Canberra does not have one of those shock jock radio talk show hosts. The national capital makes do with a series of quite refined and broadly sensible hosts on local ABC radio. The Canberra Times gives a generally intelligent and non-inflammatory coverage of local events as does the only local television news on WIN.
Perhaps it is no surprise then that politicians who make the laws to do with sentencing criminals and the Supreme Court judges in Canberra who administer them are not under the same pressures to act like law-and-order toughies as in the other states and territories with their tabloid terrors and radio equivalents.
Certainly figures out from the Australian Bureau of Statistics this morning suggest that this is so.

A summary of the sentences handed out by the nation’s higher courts shows that in Queensland, South Australia, Western Australia and the Australian Capital Territory the majority of defendants had a sentence length of less than two years. The proportions ranged from 69% in the Australian Capital Territory to 53% in South Australia.

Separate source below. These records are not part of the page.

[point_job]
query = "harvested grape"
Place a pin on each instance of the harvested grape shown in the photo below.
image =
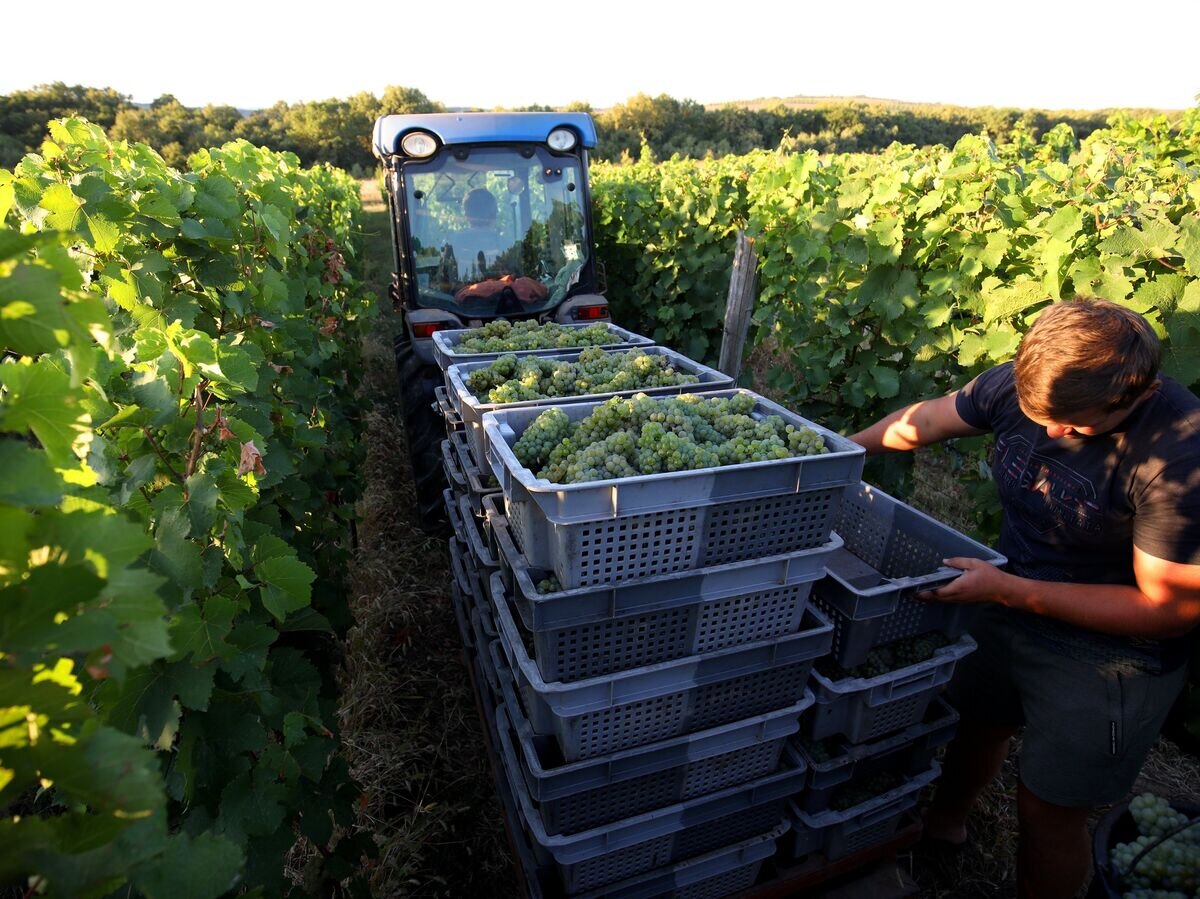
(640, 435)
(511, 379)
(504, 336)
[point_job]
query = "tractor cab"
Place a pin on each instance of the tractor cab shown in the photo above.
(490, 217)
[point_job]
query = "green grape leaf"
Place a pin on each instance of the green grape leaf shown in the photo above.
(42, 400)
(30, 623)
(287, 585)
(203, 634)
(33, 313)
(886, 381)
(202, 867)
(27, 477)
(1189, 244)
(175, 556)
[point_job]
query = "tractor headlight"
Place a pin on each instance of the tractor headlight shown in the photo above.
(419, 144)
(561, 139)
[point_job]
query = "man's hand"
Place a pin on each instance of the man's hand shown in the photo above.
(979, 582)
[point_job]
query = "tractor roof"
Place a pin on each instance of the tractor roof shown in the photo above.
(479, 129)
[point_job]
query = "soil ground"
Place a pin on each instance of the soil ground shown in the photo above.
(409, 720)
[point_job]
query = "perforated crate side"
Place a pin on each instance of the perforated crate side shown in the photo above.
(864, 708)
(451, 467)
(855, 639)
(603, 603)
(658, 701)
(676, 777)
(658, 838)
(473, 535)
(673, 540)
(619, 643)
(892, 552)
(714, 874)
(837, 834)
(907, 751)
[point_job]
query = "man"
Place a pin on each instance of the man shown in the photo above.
(1085, 639)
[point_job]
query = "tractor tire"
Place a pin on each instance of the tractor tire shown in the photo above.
(424, 432)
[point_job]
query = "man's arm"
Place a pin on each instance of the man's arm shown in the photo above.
(917, 425)
(1165, 603)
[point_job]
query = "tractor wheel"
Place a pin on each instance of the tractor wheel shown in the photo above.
(424, 431)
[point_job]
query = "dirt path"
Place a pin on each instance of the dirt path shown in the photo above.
(408, 715)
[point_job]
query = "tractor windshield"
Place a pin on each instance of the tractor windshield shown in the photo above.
(496, 231)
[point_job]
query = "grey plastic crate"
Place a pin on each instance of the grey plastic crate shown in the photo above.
(445, 346)
(588, 631)
(630, 708)
(471, 408)
(892, 551)
(579, 796)
(447, 409)
(837, 834)
(460, 594)
(909, 751)
(478, 480)
(709, 876)
(864, 708)
(473, 535)
(624, 528)
(642, 843)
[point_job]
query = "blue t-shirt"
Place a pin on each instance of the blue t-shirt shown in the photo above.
(1075, 507)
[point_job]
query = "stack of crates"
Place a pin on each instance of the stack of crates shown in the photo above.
(655, 715)
(869, 741)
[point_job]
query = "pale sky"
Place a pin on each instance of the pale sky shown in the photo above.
(1054, 54)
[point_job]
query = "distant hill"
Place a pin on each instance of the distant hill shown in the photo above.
(814, 102)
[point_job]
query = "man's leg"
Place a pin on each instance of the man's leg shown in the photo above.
(1054, 853)
(972, 761)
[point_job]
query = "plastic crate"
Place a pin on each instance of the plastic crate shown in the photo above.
(445, 346)
(447, 409)
(709, 876)
(864, 708)
(909, 751)
(642, 843)
(471, 409)
(453, 468)
(592, 631)
(837, 834)
(475, 478)
(624, 528)
(892, 551)
(473, 537)
(577, 796)
(461, 597)
(630, 708)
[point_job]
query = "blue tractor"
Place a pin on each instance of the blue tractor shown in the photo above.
(491, 217)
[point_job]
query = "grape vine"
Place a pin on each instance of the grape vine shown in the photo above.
(177, 479)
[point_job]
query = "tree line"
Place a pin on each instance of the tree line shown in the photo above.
(339, 130)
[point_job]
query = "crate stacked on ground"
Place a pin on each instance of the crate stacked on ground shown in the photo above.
(870, 738)
(468, 483)
(654, 642)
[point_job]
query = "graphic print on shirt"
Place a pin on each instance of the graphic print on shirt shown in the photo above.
(1047, 493)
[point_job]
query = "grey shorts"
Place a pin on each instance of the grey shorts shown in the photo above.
(1089, 723)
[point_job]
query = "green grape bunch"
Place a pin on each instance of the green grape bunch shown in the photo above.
(504, 336)
(1171, 865)
(641, 435)
(597, 371)
(858, 791)
(889, 657)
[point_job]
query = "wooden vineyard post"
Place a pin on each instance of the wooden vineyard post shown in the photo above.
(743, 288)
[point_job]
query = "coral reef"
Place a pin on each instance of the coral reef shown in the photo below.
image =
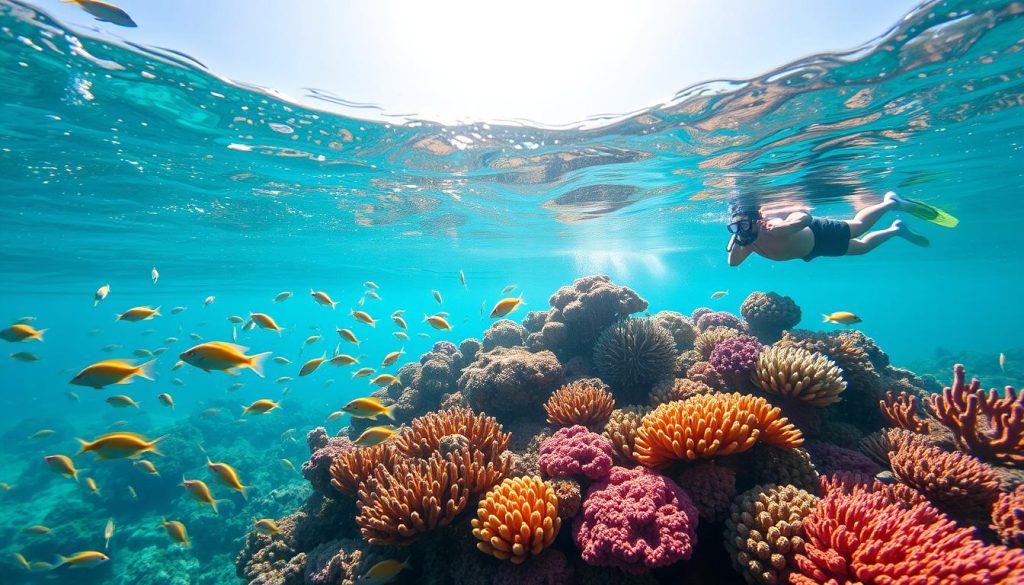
(764, 532)
(635, 519)
(587, 402)
(795, 373)
(711, 425)
(576, 451)
(517, 518)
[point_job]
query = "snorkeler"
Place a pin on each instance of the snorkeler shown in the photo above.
(800, 236)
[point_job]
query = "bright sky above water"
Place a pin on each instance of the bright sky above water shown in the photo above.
(553, 61)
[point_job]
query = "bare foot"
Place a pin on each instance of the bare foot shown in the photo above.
(903, 232)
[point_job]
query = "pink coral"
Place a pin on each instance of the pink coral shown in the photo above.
(576, 451)
(636, 519)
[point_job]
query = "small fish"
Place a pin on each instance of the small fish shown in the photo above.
(200, 492)
(138, 314)
(177, 531)
(322, 298)
(109, 531)
(261, 406)
(375, 435)
(363, 317)
(100, 294)
(437, 322)
(368, 407)
(506, 305)
(348, 336)
(266, 527)
(842, 318)
(109, 372)
(121, 402)
(22, 332)
(84, 559)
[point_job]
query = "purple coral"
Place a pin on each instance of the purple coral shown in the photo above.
(576, 451)
(636, 519)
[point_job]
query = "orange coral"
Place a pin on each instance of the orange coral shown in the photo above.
(901, 410)
(517, 519)
(586, 402)
(711, 425)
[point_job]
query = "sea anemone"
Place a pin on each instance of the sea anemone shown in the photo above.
(768, 315)
(517, 519)
(587, 402)
(765, 531)
(634, 353)
(711, 425)
(795, 373)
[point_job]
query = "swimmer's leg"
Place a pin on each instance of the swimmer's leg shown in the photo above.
(871, 241)
(867, 216)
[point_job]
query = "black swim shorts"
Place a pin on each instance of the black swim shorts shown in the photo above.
(832, 238)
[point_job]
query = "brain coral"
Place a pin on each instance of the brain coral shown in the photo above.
(711, 425)
(765, 531)
(634, 353)
(585, 402)
(517, 519)
(635, 519)
(796, 373)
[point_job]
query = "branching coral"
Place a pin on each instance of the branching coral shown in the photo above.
(711, 425)
(984, 424)
(634, 353)
(868, 537)
(517, 519)
(795, 373)
(765, 531)
(586, 402)
(768, 315)
(635, 519)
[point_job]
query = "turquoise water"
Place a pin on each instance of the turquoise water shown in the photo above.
(116, 159)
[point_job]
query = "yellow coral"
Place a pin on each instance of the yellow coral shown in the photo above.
(517, 519)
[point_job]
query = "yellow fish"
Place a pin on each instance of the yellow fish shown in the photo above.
(392, 358)
(266, 527)
(348, 336)
(375, 435)
(368, 407)
(322, 298)
(200, 492)
(224, 357)
(22, 332)
(85, 559)
(437, 322)
(138, 314)
(121, 402)
(311, 366)
(176, 531)
(262, 406)
(120, 446)
(61, 464)
(505, 306)
(100, 294)
(110, 372)
(226, 475)
(841, 317)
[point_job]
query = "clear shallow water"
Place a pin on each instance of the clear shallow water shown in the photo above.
(114, 160)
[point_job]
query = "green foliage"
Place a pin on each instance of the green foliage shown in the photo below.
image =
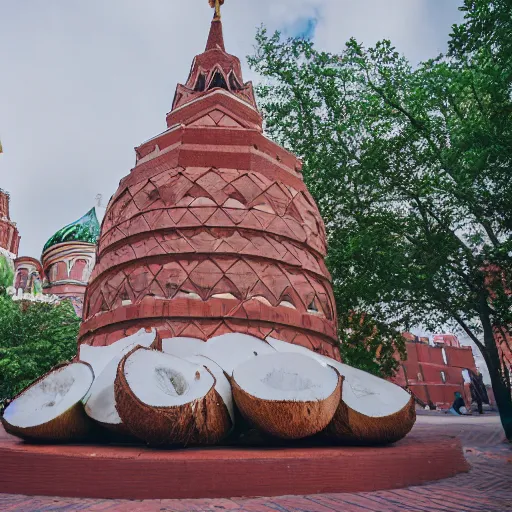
(6, 273)
(369, 345)
(34, 337)
(411, 168)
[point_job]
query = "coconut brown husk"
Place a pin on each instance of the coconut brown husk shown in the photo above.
(287, 419)
(72, 425)
(204, 421)
(353, 428)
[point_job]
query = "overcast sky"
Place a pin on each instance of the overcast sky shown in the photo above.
(84, 82)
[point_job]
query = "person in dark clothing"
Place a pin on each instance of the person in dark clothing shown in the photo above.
(457, 404)
(478, 391)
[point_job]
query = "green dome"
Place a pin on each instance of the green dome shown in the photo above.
(85, 229)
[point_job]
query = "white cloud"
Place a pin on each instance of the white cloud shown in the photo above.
(84, 82)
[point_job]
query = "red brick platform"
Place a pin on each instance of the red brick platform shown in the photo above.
(135, 472)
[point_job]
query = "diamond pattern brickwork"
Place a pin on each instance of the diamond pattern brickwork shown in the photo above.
(213, 231)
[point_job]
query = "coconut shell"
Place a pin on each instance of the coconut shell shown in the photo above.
(353, 428)
(287, 419)
(204, 421)
(71, 425)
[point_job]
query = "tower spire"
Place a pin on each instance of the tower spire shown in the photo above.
(216, 4)
(216, 37)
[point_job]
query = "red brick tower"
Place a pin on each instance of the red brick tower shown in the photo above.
(9, 236)
(213, 231)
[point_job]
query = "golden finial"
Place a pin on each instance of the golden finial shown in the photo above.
(215, 4)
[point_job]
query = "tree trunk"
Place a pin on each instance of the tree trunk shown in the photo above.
(499, 386)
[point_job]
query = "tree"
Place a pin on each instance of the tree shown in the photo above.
(411, 169)
(6, 273)
(34, 337)
(370, 345)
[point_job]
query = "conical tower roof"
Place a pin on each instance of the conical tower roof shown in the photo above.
(214, 230)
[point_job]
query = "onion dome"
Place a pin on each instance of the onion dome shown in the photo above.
(214, 230)
(85, 229)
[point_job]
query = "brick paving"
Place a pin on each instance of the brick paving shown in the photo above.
(487, 488)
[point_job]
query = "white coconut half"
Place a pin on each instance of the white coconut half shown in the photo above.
(99, 357)
(373, 410)
(100, 402)
(222, 384)
(50, 409)
(166, 400)
(230, 350)
(287, 395)
(183, 347)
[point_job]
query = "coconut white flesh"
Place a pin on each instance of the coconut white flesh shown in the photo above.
(362, 392)
(50, 397)
(230, 350)
(99, 357)
(100, 403)
(286, 377)
(162, 380)
(183, 347)
(222, 384)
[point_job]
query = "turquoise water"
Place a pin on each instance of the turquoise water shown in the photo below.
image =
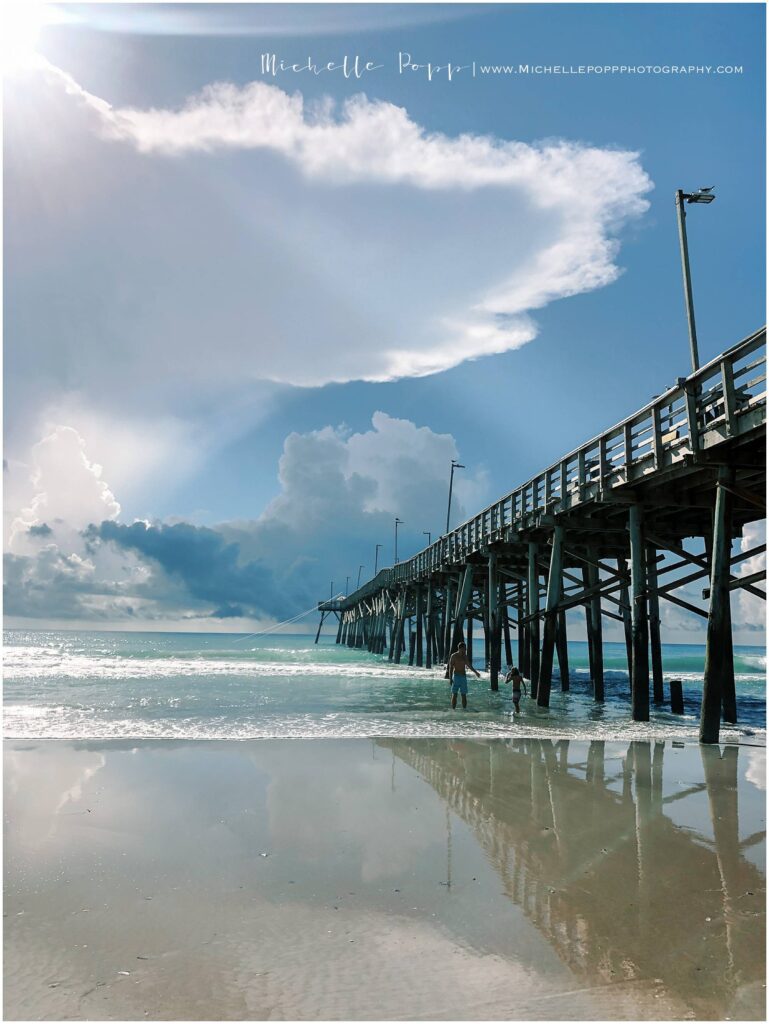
(218, 686)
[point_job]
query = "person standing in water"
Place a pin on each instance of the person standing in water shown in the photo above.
(459, 663)
(516, 679)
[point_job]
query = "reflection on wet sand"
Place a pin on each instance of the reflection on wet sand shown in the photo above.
(590, 849)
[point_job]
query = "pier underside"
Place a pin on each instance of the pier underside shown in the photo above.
(604, 529)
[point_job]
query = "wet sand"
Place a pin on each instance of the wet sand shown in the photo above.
(343, 880)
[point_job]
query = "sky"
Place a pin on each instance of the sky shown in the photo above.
(251, 317)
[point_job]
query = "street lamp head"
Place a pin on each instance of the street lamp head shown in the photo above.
(701, 196)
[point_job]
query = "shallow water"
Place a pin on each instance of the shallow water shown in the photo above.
(71, 685)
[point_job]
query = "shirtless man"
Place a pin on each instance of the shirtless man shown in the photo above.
(459, 663)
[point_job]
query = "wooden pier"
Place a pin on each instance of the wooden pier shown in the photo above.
(602, 528)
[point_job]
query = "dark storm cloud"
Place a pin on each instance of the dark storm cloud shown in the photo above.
(206, 563)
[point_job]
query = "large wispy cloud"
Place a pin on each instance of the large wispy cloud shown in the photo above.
(339, 494)
(353, 242)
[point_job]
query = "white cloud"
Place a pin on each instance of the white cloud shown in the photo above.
(69, 492)
(339, 495)
(751, 610)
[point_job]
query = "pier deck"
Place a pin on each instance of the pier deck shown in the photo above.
(595, 529)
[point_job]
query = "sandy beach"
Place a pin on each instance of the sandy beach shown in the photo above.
(423, 879)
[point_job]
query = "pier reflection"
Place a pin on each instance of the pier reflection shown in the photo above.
(628, 858)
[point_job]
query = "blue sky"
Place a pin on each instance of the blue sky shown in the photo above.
(180, 298)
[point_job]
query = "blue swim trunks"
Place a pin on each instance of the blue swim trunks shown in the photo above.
(459, 684)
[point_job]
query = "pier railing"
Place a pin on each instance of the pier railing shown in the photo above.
(722, 400)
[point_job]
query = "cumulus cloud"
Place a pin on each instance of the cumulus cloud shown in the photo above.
(339, 494)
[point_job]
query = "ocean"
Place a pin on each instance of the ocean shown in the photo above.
(98, 685)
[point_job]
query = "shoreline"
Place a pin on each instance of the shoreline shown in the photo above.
(463, 879)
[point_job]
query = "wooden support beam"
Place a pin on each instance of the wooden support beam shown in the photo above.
(639, 622)
(503, 600)
(627, 615)
(555, 582)
(319, 626)
(744, 583)
(522, 631)
(532, 592)
(562, 648)
(464, 593)
(703, 562)
(719, 674)
(494, 643)
(429, 628)
(654, 636)
(419, 612)
(596, 632)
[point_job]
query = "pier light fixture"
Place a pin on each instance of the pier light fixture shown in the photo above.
(455, 465)
(700, 196)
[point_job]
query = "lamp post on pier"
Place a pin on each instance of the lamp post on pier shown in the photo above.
(701, 196)
(397, 523)
(455, 465)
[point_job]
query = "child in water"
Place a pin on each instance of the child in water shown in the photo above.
(516, 679)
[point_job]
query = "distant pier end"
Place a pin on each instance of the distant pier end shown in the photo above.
(590, 531)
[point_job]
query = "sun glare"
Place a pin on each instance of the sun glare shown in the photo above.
(19, 29)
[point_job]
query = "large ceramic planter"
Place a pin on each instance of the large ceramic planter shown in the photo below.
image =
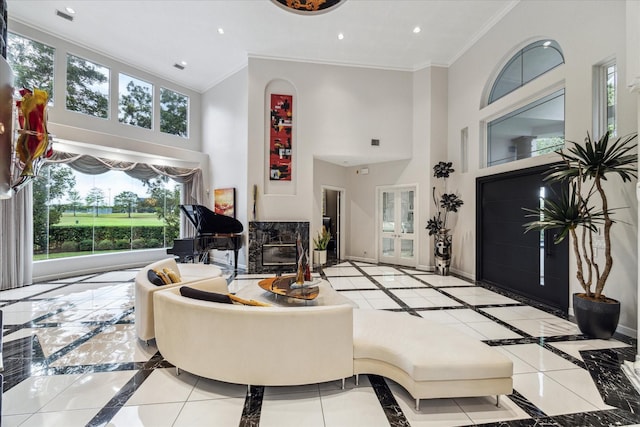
(442, 252)
(596, 319)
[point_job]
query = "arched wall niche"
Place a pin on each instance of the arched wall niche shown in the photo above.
(276, 187)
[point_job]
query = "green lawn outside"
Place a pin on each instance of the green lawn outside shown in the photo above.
(55, 255)
(110, 220)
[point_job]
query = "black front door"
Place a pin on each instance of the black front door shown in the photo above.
(529, 264)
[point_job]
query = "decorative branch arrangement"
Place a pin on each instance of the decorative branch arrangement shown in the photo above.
(447, 202)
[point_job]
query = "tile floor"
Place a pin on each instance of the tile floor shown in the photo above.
(71, 358)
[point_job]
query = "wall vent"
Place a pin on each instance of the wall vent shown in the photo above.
(64, 15)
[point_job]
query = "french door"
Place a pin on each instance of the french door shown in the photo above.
(397, 236)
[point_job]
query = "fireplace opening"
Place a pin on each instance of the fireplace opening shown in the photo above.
(279, 254)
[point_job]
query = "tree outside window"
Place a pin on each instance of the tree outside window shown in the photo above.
(87, 87)
(32, 63)
(135, 105)
(174, 113)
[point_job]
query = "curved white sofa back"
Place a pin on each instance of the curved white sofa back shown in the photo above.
(144, 289)
(254, 345)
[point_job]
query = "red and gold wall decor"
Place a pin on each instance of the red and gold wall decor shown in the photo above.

Sentence lengths in New South Wales were generally longer with 34% of defendants being sentenced to a custodial order of less than two years and 46% being sentenced to 2-5 years. In the Northern Territory just over half (51%) were sentenced to a custodial order of 2-5 years. The median sentence length was longest for defendants sentenced to a custodial order in New South Wales and the Northern Territory (both 36 months) and shortest in the Australian Capital Territory (17 months).